Don’t miss out: Insights about how to build capacity by building your volunteer program.
All that talent, all that energy, all those ideas … yet many nonprofits shy away from Baby Boomer volunteers. It’s a huge resource being wasted.
What’s the problem? It’s my guess that most volunteer programs flounder on the reefs of poor planning. As one nonprofit “employer” of volunteers puts it, you have to:
- Very clearly define what goals you want the volunteers to accomplish. These may well be goals you couldn’t address without volunteers. Mission focus always is foremost but do not necessarily focus on what you are able to do now.
- Get the buy-in ofeveryone– administrators, clerical staff, social workers, everyone– who will be working with the volunteers, buy-in that is excited about being able to better serve clients rather than buy-in that says “Well, if you insist, I’ll try to work with these geezers.”
- Write a job description for each volunteer position. Include the mundane as well as the high-level (You will fix your own paper jams; you will write and layout the internal newsletter with input from the following departments … .)
- When interviewing, look for people who want to help, not just specific skill sets. People with a lot of experience can learn new things. People with a bad attitude will create chaos.
- Develop and use a training plan that shows both the job to be done and the way nonprofits do it. Spell out limitations imposed by contracts and laws.
- Have reasonable expectations of volunteers as intelligent members of the team but don’t expect undying devotion, such as calling them on weekends and in the evening.
- Have refresher courses and meetings to discuss problems encountered, new ideas, changes to procedures, etc. Face-to-face meetings, not just email updates.
- Have a point person whose job it is to answer questions and guide volunteers, especially new ones.
- Do NOT assume a common language. Corporate-speak does not match nonprofit jargon. Be extremely explicit and use plain English.
- Integrate the volunteers into the team as equal members of the team. They aren’t paid but they are valuable.
- Keep in touch! Not just newsletters and rah-rah attaboys (although such acknowledgement of contribution is important). Initiate and respond to calls or emails. If the volunteer become burdensome, either re-evaluate volunteers’ training or re-evaluate the volunteer.
- Treat volunteers like people. Drop by their work station once in awhile, ask what’s lighting up their lives these days.
- Use social media. Set up LinkedIn groups or Facebook pages in which volunteers can ask questions and make suggestions. Just be sure youlisten.
- If a volunteer has an idea for a new way to do something or a new service, listen. His/her fresh perspective may give you a fantastic new way to do something,.
- When skills are developed and the job understood let ‘em have at it.
And what does that all add up to? Time. Time and more time. Planning and more planning. But it’s an upfront cost, not unlike the cost of any new program.
However, the burden does not rest entirely on the agency. Volunteers have a bad rap in some quarters as unreliable, unmotivated and, sometimes, overbearing. Volunteers need to follow a few rules as well:
- Check your ego at the door. Volunteering is not about climbing a career ladder, one-upping the management with your superior management skills or revising the way the whole process works (unless that’s what you’ve been brought on board to do.)
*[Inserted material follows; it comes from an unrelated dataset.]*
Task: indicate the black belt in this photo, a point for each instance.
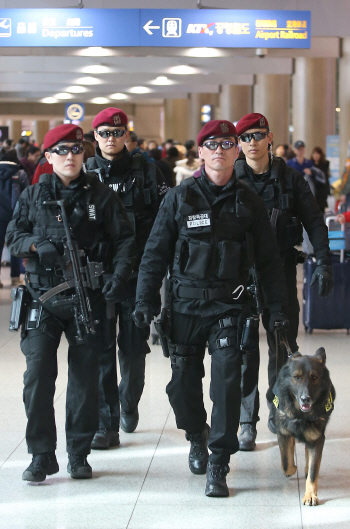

- Be a team player. This is about mission and ways to advance mission. If that means you help set up chairs for a meeting, set up the chairs.
- Go to the trainings and pay attention.
- Follow the rules. Your financial planning skills may be able to greatly help a client but if your help may raise issues of liability. Find a way to help within the boundaries.
- Do not compete with the staff. Collaborate with them. You are there to enhance, not take over, the operation.
- If you are not motivated by the satisfaction of doing a good job or contributing to social good, don’t volunteer.
- Regard this as a job. Give it the same priority on your calendar as paid work. If you say you will do something or be somewhere, follow through.
- Be willing to develop new skills. You may have controlled millions. Can you interact well and respectfully with a low-income person with compassion and understanding?
What does this add up to? A challenge, which is what you wanted in the first place.
Maybe the best place to start is to bring on some volunteers to develop a volunteer program. That, too, is possible. NYC Service has a program to do just that. Also check out software that can help you.
Do you have any tips for integrating volunteers into a nonprofit agency? Any cautions? Do Baby Boomers have special assets/liabilities as volunteers? How do you deal with those?